Hydrothermal Hunt at Mariana

Life in the Bubble

SOI/Thom Hoffman
Dec. 09 2015

Team Iron takes you into the most exclusive (science) room on the ship.

Susanna Michael tends the Go-Flo bottles in the bubble.
Susanna Michael tends the Go-Flo bottles in the bubble.SOI/Thom Hoffman

We like to throw things in the ocean

We drop the trace metal rosette down daily to collect water to measure trace metals in the upper waters of the ocean. It is easy to see why she is the most fashionable piece of sampling equipment around. As soon as she is back up on deck, we dress the Go-Flo bottles in shower caps and gloves to protect our newly collected samples from any sort of contamination. Then, we do a very intricate dance around the rosette, each scientist collecting their sample in turn, starting with helium, gases, and pH. These measurements are easily contaminated by the atmosphere, so they need to be done in order and quickly. Once that’s done, we haul the bottles inside and a lucky few of us shut ourselves “in the Bubble.”

The Bubble: what actually goes on in there?

Trace metal samples in plastic containers.
Trace metal samples in plastic containers.SOI/Susanna Michael

Keeping samples clean from metal contamination while working on a metal ship is tough! We’ve essentially built a lab-in-a-lab. We’ve put up walls in the Wet Lab using plastic sheeting, and we have plastic racks mounted on one wall to hold the Go-Flos. The Go-Flos live in the bubble, except when we’re using them to collect water. We’ve hooked up a laminar flow hood to filter air from the outside and create positive pressure inside the bubble. This makes it less likely that dust and other contaminants will settle inside and accidentally get into our samples. Once we’re in the bubble, we collect water for total metal samples, and then we hook up an air system to pressurize the bottles and filter water through polycarbonate filters (0.4 µm). We collect the water that comes through the filter (filtrate), and we also collect particulate samples on a filter. Think of it like making coffee using a filter – except we want both the coffee (the filtrate) and the residual grounds on the filter (particulate).

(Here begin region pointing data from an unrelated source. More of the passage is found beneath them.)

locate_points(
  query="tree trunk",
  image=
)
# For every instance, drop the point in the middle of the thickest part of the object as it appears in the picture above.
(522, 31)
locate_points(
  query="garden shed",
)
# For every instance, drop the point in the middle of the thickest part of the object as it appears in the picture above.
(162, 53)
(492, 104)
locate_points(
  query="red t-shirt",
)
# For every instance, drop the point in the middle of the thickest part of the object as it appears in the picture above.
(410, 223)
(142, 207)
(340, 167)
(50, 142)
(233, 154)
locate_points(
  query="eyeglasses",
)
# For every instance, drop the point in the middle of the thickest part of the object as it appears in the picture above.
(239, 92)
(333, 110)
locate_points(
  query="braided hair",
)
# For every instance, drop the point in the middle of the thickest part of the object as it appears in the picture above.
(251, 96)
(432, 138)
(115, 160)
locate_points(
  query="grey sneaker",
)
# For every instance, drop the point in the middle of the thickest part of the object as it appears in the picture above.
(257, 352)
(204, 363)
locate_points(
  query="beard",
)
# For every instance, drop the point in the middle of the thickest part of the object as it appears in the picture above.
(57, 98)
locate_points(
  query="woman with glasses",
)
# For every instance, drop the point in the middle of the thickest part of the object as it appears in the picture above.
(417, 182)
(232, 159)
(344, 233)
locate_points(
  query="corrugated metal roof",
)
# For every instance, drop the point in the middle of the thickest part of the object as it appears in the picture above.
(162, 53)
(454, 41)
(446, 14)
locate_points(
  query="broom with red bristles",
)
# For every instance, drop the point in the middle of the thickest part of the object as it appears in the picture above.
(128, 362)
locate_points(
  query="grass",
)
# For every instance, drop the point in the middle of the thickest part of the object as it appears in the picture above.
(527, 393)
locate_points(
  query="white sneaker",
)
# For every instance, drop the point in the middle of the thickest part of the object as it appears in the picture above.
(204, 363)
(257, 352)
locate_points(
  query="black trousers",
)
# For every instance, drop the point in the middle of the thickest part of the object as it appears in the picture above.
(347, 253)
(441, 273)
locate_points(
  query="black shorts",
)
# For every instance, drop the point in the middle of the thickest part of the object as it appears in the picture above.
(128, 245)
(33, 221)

The bubble isn’t just a clean room, it’s also a judgment-free zone, a place to share hopes and dreams, or to blast Taylor Swift, or to just think about your life as you watch the water being filtered (sometimes verrrrryyyyy slooooowlyyyyy).

Analyze this!

After a cast: the intricate dance of sampling from the trace metal rosette.
After a cast: the intricate dance of sampling from the trace metal rosette.SOI/Thom Hoffman

Once we collect our water samples, the last step is to add a small amount of acid to them to get them ready for analysis. They will be analyzed for different metals (iron, aluminum, and manganese) using Flow Injection Analysis. This method measures the intensity of the color that is produced when the metal ions in the sample react with a catalyst. The darker the color, the more metal is present. In chemistry, we say that the absorbance is proportional to the concentration (this is Beer’s law, not to be confused with beer which is also an important solution). Unfortunately, we’re still ironing out the details of our iron analysis on board the ship, but hopefully we’ll be running samples very soon. Sometimes, it’s hard to get analytical instruments going when you’ve got so many irons in the fire (or CTDs in the water, in our case).